E

Nach Plutarch das zweite delphische Rätsel, worüber er eine eigene Schrift verfasste (Moralia). Nach ihm war der Buchstabe E, der im Tempel von Delphi hing, sehenswert wie eine Weihegabe, der man eine besondere Kraft zusprach. Immer wieder nach der Bedeutung des delphischen E gefragt, bietet Plutarch schließlich sieben Deutungen an:

E (epsilon) ist 1. der fünfte Buchstabe im Alphabet und steht auch als Zahlzeichen für „fünf“. 2. symbolisiert E als zweiter Vokal im Alphabet die Sonne als zweiten Planeten, der > Apollon gleichgesetzt ist. 3. steht E, das als EI ausgesprochen wurde, für „wenn“ und stellt damit die meisten Anfragen an das Orakel dar. 4. wird EI = „wenn, wenn doch“ oft bei Gebeten verwendet. 5. wird „wenn“ in der Logik oft zur Konstruktion eines Syllogismus gebraucht. 6. ist 5 eine bedeutsame Zahl in Mathematik, Philosophie und Musik, und da die geraden Zahlen als weiblich und die ungeraden als männlich gedeutet werden, bezeichnet 5 als Summe von 2 und 3 die Ehe der beiden. 7. EI bedeutet als Verb „du bist“ und wird von den Klienten als Ausdruck von Apollons Unsterblichkeit verwendet (Plutarch: Moralia 384-394).

Zu Plutarchs Zeit soll es das delphische E seit langem gegeben haben.
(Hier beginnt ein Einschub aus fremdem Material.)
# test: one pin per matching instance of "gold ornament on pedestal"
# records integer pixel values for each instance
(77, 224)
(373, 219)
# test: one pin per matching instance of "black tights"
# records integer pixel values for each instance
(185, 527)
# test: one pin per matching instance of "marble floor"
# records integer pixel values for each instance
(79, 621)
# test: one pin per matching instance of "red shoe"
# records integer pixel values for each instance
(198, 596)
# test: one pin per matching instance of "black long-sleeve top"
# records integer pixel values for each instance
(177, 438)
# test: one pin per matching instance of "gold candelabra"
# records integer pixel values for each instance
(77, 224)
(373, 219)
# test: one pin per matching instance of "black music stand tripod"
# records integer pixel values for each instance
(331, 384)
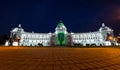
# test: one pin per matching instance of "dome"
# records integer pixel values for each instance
(104, 28)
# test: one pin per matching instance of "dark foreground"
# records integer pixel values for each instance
(25, 58)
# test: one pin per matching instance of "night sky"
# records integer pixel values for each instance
(44, 15)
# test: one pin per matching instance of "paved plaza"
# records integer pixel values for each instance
(46, 58)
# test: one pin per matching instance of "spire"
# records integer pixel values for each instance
(19, 25)
(103, 24)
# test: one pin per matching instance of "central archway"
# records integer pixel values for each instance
(61, 39)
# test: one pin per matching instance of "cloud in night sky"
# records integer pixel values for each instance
(44, 15)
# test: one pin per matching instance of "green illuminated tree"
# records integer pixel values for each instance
(61, 38)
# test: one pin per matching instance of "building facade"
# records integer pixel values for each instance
(103, 37)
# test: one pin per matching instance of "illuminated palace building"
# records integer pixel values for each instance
(103, 37)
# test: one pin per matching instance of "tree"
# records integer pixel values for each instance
(61, 37)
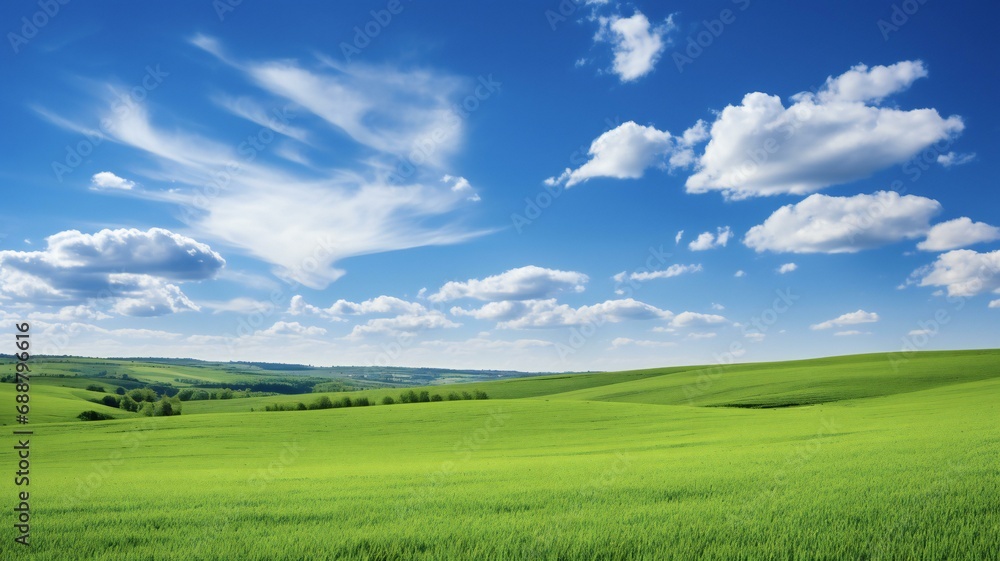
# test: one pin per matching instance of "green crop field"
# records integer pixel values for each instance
(881, 456)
Das älteste soll aus Holz gewesen, dann durch das von den Athenern gestiftete bronzene E ersetzt worden sein. Und schließlich ließ Livia, die Gattin des Augustus, ein goldenes E anbringen (Plutarch: Moralia 385 F-386 A.). Augustus (27 v. Chr.-14 n. Chr.) verwendete goldene Buchstaben (litterae aureae) bei der Beschriftung seiner wichtigen Monumente zum Zeichen dafür, dass ein Goldenes Zeitalter angebrochen ist.
Nicht zuletzt finden sich Abbildungen des rätselhaften E auch auf Münzprägungen der römischen Kaiserzeit.

Lit.: Plutarchus: Moralia. Darf man Tiere essen? Stuttgart: Reclam, 2015; Rosenberger, Veit: Griechische Orakel: eine Kulturgeschichte. Darmstadt: Wiss. Buchges., 2001.